The excitation pathway is built from a precision iris, two kinematically mounted mirrors, a beam splitter, a photodetector, and a ccd camera. Optomechanical components are mounted on non-height adjustable posts with cage-rods between them to ensure robustness of alignment. After being trimmed by the iris, the mirrors M1 and M2 give complete axial stabilisation of the beam before entering the box. The beam splitter BS1 on the first pass (blue line) reflects 10% of light through a lens (L3) onto a nanosecond rise time photodetector for calibration of laser alternation and power, whilst permitting the other 90% through to the cube. Backscattered light from the sample (green beam) is reflected off the back of the beam splitter, through a lens (L2) onto a CCD camera which is used for focusing the objective. One potential problem can arise from reflections off the photodetector passing through the beam splitter onto the CCD (dashed red line), this is averted by mounting the photodetector at a slight tilt.
Fig 2: Exploded view of the excitation path, scroll to the end to see labelled components
The photodetector proved a useful diagnostic tool during construction of the scope for calibrating ALEX period and laserpowers, however with the APD's set up this can now be done using the ALEX tab in the acquisition labview software. The photodector is not at all required for normal acquisition of data, so whilst we recommend that you include it due to it's use as a diagnostic, it is worth noting that it is not entirely necessary.
Fig 3: Exploded view of the box, scroll to the end to see labelled components
Upon entering the box, lasers are reflected by the excitation dichroic DM1 into the objective and sample. The objective can be moved through z by a nanostage, and the sample can be positioned in xy if necessary (allowing for potential applications in confocal scanning techniques). Emitted light from the sample then passes back through the objective and is permitted through DM1, and onto a hard mirror M3. Lens L4 then focuses emitted light through a pinhole P1 to remove out of focus light before reaching a second lens L5. L4 can be adjusted in xy, P1 has full adjustment in xyz and L5 is static.
Fig 4: Exploded view of the emission path, scroll to the end to see labelled components
The first dichroic mirror in the emission pathway, DM2, reflects light below 640 nm, sending donor emission into the path to APD0 whilst permitting acceptor photons through to APD1. In both cases a band-pass filter (F1, F2) is used to clean up laser bleed-through and Raman scatter from the emission, and a lens (L6, L7) is used to focus the beam onto the APD.

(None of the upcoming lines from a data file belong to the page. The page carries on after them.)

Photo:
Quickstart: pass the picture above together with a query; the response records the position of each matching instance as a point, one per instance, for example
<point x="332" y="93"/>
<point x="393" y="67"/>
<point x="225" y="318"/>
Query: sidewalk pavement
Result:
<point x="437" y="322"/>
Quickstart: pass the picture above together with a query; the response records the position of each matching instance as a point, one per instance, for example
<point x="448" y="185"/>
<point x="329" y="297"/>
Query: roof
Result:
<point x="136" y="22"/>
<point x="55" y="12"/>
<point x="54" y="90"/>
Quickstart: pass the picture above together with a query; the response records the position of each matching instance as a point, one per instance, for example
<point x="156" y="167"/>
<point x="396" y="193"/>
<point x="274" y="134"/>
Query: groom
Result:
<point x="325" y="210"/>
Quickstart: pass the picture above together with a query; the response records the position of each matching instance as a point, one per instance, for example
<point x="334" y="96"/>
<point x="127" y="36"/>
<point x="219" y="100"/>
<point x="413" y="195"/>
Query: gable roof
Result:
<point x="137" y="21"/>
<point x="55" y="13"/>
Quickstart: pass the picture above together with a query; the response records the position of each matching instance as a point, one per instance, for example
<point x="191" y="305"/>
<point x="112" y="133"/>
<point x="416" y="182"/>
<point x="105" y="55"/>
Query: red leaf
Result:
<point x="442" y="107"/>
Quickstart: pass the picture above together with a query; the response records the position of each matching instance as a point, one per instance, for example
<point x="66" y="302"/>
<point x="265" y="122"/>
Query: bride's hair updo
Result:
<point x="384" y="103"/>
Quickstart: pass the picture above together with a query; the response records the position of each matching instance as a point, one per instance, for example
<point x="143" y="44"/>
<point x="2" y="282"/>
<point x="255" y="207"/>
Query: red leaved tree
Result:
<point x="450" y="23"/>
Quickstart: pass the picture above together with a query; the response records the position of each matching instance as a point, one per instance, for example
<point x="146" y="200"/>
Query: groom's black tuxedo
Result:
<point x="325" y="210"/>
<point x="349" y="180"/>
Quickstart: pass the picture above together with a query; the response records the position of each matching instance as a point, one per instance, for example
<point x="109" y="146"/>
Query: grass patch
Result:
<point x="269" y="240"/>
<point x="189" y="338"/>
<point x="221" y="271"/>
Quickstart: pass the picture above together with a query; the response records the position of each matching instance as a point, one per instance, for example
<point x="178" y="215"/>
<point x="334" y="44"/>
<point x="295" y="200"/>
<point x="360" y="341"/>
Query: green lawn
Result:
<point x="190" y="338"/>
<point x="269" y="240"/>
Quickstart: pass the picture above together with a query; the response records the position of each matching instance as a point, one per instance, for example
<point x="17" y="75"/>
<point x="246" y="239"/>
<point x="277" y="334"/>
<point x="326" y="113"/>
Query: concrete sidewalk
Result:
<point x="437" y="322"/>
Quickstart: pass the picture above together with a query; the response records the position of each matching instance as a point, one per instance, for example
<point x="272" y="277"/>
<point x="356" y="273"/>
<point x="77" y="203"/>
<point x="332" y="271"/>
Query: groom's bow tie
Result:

Wavelength Dependent Components
These are the wavelength dependent components used in the original smfBox, if you would prefer to excite with / detect a different set of wavelengths then that should be possible, but you will need to change these. Note that whilst the 515 laser cannot excite common green fluorophores as efficiently as a 532, it can be more easily digitally modulated without the use of an AOM,
and can also excite fluorophores in the 488 range allowing for a wide choice of labelling.
Omicron LightHUB®-2 with 515nm 80mW, and 638nm 100mW
On casual inspection of the above graph it may appear that greater signal from the donor could be acquired with a longer wavelength bandpass filter. It is worth noting that whilst this is true, it would also permit emission of the raman scatter from the 515 laser, so the bandpass filter used was selected specifically to remove this scatter and lower background.